If the purchased brewery’s brands start getting brewed in the big brewery, using big brewery logistics, there may be some cause for concern (or they may actually be improved on more modern kit.) But if the beer is still being made in the original brewery, by the same people under different management, there’s a chance that even your understandable suspicion that the recipe may be dumbed down is unfounded. I hate the rebranding of Goose Island IPA as ‘Goose’, but Bourbon County Stout, and the range of wood-aged beers produced by Goose Island, remain at least as outstanding as they ever were.
The real threat of these acquisitions is to the broader world of craft, and is a little more insidious and harder to detect. The brewer wants your favourite craft brand because they don’t have anything similar themselves. They don’t want to fuck it up. The brewhouse is probably safe. But then it gets into the hands of an aggressive sales force. The brand might be discounted to push it into wider distribution, which is great for a skint drinker but can take the sheen off the brand’s standing. Or, if it’s a very popular brand, it might be used as a bargaining chip: “Yeah, we’ll sell you the super-cool, sexy craft beer brand we just acquired, but only if you permanently take these other craft beer brands off the bar, and stock our shitty lager as well.” Your favourite beer is still safe, but the brand is tarnished by the new company it keeps, and by the fact that it’s no longer allowed to mix with its old mates. This may sound like paranoia, but it’s common practice. When I worked on Stella Artois, I saw first-hand how both aggressive discounting and aggressive package deals were used to massively inflate the growth of what had been a niche, cult brand with a good deal of credibility. A few years later, it became what we know it to be today.
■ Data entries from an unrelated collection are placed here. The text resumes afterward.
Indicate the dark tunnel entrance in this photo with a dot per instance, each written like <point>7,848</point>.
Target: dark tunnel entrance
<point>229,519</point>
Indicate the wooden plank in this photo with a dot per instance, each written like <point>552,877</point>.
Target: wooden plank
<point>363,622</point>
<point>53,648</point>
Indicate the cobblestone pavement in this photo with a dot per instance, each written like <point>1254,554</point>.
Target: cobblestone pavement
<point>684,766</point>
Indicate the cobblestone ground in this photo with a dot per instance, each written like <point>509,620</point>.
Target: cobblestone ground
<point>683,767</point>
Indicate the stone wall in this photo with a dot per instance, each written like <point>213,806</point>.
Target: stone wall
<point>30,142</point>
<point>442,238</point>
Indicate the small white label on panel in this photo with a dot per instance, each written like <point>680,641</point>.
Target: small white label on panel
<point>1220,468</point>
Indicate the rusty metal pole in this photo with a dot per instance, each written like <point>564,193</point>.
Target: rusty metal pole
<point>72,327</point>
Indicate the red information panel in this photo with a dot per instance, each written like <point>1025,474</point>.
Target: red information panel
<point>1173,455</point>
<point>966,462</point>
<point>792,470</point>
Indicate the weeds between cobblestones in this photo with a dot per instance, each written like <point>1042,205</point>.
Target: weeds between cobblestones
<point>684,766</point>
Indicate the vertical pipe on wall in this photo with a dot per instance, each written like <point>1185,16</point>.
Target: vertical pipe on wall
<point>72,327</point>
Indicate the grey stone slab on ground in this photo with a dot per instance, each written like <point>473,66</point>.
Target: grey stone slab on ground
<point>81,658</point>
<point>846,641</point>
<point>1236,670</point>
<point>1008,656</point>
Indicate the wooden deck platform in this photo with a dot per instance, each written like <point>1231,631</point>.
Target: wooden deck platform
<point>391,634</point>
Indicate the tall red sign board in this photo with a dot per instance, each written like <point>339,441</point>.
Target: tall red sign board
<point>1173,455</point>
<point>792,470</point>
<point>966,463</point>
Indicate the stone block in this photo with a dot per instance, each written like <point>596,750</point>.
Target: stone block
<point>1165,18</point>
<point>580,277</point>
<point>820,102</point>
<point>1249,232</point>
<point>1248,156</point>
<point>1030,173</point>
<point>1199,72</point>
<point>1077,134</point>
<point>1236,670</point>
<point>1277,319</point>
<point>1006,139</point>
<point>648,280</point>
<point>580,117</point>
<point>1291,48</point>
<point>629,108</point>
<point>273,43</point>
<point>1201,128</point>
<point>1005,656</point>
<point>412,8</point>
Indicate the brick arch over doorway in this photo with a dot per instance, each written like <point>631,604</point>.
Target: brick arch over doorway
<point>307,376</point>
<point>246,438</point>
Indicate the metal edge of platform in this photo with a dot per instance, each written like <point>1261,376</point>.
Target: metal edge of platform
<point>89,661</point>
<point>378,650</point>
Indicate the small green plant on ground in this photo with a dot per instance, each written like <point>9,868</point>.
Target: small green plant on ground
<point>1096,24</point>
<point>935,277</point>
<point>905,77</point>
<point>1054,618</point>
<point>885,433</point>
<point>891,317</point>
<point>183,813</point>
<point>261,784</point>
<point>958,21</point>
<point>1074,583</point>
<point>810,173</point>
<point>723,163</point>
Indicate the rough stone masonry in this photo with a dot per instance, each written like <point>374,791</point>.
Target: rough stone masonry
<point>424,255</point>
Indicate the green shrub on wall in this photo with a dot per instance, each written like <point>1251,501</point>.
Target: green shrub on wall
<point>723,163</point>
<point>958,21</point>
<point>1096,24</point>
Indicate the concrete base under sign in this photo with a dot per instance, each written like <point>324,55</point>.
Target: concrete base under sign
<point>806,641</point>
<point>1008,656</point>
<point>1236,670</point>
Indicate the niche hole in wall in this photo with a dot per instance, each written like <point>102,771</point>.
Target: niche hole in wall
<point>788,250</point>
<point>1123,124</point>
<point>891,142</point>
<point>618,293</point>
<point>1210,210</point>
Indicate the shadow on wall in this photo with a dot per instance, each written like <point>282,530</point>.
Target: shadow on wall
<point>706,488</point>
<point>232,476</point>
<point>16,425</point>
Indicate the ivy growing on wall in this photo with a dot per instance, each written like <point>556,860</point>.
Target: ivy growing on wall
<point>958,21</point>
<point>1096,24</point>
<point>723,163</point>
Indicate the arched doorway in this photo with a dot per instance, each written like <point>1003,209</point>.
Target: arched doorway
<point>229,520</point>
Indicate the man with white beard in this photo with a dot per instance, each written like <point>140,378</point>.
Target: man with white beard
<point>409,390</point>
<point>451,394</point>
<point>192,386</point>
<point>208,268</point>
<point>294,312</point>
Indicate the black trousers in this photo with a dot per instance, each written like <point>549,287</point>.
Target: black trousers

What past form does the buyer have?
So is your favourite craft beer brand going to go down this route or not? Well, there’s big and big. I’m always confused by the outcry when Duvel Moortgat buys a craft brewery, because Duvel Moortgat makes some of the best beers in the world. One Dark Star fan lamented yesterday on social media that his favourite brewery is now part of just another corporate behemoth. Fuller’s may be many things, but it’s a minnow in the world of corporate beer. Fuller’s has also demonstrated a commitment to the world and ethos of craft beer matched by few of its peers. Yes, Fuller’s also closed the Gales brewery and quietly retired some of its brands after buying that, but the circumstances were different than they are with Dark Star.
Ultimately, each case has to be judged individually.
As craft brewery acquisitions gather pace, there’s an increasing body of evidence to suggest that the demise in the quality and integrity of a once-loved brand is by no means guaranteed. But if your true objection to acquisitions is that they run against the ethos of whatever you define ‘craft beer’ to be, that big corporates should have no place on the indie scene, then prepare for further disappointment: ultimately, everyone is for sale.